Imagine this is some machine learning dataset containing training/test image data (its not quite that, but very similar). How I imagine users to access:

  1. User wants to upload/create a new dataset: A nodejs server interacting with MinIO/S3 + Postgres creates the dataset in the sql database, and will (somehow) enable the user to upload his data to the prefix mybucket/project_id/new_dataset_id/. This upload can occur via a React web interface (drag&drop folder) or a dedicated uploader application (that is yet to be developed). I have had this working with pre-signed urls already, but it feels weird that to upload a file, the web-frontend needs to contact node to obtain a pre-signed url for every single file.
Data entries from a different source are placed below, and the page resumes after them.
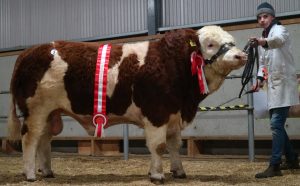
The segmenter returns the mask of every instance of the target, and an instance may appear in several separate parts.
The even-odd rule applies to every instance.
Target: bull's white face
[[[219,26],[205,26],[198,30],[201,52],[204,59],[211,59],[222,45],[225,43],[235,44],[234,38]],[[222,61],[222,66],[231,70],[240,68],[246,62],[247,56],[235,46],[218,57],[217,61]]]

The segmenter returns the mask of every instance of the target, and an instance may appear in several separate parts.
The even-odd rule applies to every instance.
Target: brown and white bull
[[[206,26],[198,31],[170,31],[158,41],[112,46],[108,126],[132,123],[144,128],[151,152],[151,181],[163,182],[165,178],[165,150],[170,153],[173,176],[186,177],[179,157],[180,131],[193,121],[199,103],[208,95],[200,93],[198,76],[191,72],[191,54],[197,52],[211,59],[204,67],[211,94],[232,70],[246,62],[245,53],[234,42],[222,28]],[[53,177],[50,141],[62,130],[61,113],[75,118],[89,134],[94,133],[98,47],[97,43],[56,41],[30,48],[18,57],[11,80],[8,122],[12,139],[22,138],[28,181],[36,180],[36,155],[42,175]],[[16,117],[16,106],[23,113],[22,124]]]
So I thought it would be nicer, if the web-frontend somehow obtained credentials to directly upload to MinIO without pre-signed URLs.
  2. User wants to download a dataset at some point. I imagined we would write a downloader application (might be some desktop CLI tool or something). In theory, this could work with pre-signed urls as well. It is possible, but it does feel weird, that we cannot simply rclone or something after obtaining (potentially temporary) credentials for MinIO/S3, but we have to write our own downloader that requests all pre-signed URLs from node.

Solution

  • Let's take a look at the way that people can get access to objects in MinIO/S3:

    1. Public Access

    The bucket makes everything accessible publicly. Not applicable for your situation.

    2. Provide AWS permanent credentials

    This is where each user has their own AWS User and associated credentials. Fine for your company's staff, but not appropriate for application users.
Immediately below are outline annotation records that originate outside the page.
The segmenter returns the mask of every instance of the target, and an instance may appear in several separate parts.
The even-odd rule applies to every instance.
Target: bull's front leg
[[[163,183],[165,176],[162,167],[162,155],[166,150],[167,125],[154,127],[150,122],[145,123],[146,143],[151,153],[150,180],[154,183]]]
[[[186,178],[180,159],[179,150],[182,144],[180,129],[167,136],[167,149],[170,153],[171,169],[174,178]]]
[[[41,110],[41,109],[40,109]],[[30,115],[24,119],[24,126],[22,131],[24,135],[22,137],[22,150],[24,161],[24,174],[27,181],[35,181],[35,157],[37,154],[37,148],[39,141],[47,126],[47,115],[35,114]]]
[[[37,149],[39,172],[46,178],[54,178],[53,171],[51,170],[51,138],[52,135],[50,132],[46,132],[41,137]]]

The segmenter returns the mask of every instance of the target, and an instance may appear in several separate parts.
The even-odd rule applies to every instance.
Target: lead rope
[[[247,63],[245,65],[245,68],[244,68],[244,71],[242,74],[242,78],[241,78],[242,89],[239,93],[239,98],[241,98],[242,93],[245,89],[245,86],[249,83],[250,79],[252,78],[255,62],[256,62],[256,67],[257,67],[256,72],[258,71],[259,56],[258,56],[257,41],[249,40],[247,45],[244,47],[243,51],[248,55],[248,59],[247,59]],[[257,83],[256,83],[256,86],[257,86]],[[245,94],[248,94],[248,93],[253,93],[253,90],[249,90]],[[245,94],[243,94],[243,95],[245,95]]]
    3. Temporary AWS credentials

    The application could use Amazon Security Token Service (STS) to call GetSessionToken with a limited set of permissions. This would return a set of temporary credentials valid for up to 12 hours that can be used to call S3 APIs (eg using the AWS CLI). This is a great way to perform bulk operations such as uploading/downloading lots of files. However, it assumes that the users are running some software on their end that can use these credentials.

    Or you could use Amazon Cognito, which is an identity platform for web and mobile app. Once users authenticate they are provided with temporary credentials that lets them directly access AWS services.
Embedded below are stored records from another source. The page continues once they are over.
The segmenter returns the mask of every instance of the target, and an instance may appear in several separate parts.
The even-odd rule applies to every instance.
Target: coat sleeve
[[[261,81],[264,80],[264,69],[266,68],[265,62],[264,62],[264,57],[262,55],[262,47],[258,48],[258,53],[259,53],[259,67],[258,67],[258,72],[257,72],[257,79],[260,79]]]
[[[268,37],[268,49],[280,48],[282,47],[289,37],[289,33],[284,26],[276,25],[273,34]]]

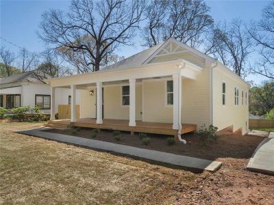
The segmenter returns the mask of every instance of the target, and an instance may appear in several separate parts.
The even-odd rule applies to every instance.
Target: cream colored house
[[[132,131],[142,127],[141,131],[153,133],[153,128],[170,126],[170,133],[178,136],[193,131],[188,124],[248,131],[249,85],[219,62],[173,38],[99,71],[49,83],[51,107],[55,89],[71,88],[71,118],[66,122],[75,126]],[[76,89],[81,90],[79,119]],[[51,114],[49,122],[57,123],[54,109]]]

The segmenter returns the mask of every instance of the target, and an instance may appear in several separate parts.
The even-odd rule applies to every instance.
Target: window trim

    4. No AWS/MinIO credentials

    All requests are made to your application. The application verifies whether the user is permitted to access and object and then returns the object to the user. All interaction takes place between:

    • The user and your application, and
    • Your application and S3

    The downside is that a lot of traffic will go through your application so it needs to scale-up to handle the load.

    5. Use pre-signed URLs

    Again, your application is responsible for determining whether the user is permitted to access an object. If so, it returns a pre-signed URL that allows the user to download a private object directly from S3. This removes load from the application.

    Generating a pre-signed URL does not require communication with AWS/MinIO, but it does need access to the Secret Key associated with your AWS/MinIO credentials so that it can 'sign' the request. Thus, it isn't a good idea to generate pre-signed URLs in the front-end because the Secret Key could be exposed.

    You have concerns about generating hundreds/thousands of pre-signed URLs but I would be more concerned about determining how users will actually request those objects -- would they be individual calls to your application (#4 above), or calls to S3? That is the harder architectural decision.

    The benefit of pre-signed URLs is that they behave just like normal URLs and can be accessed via browser or any internet-connected app.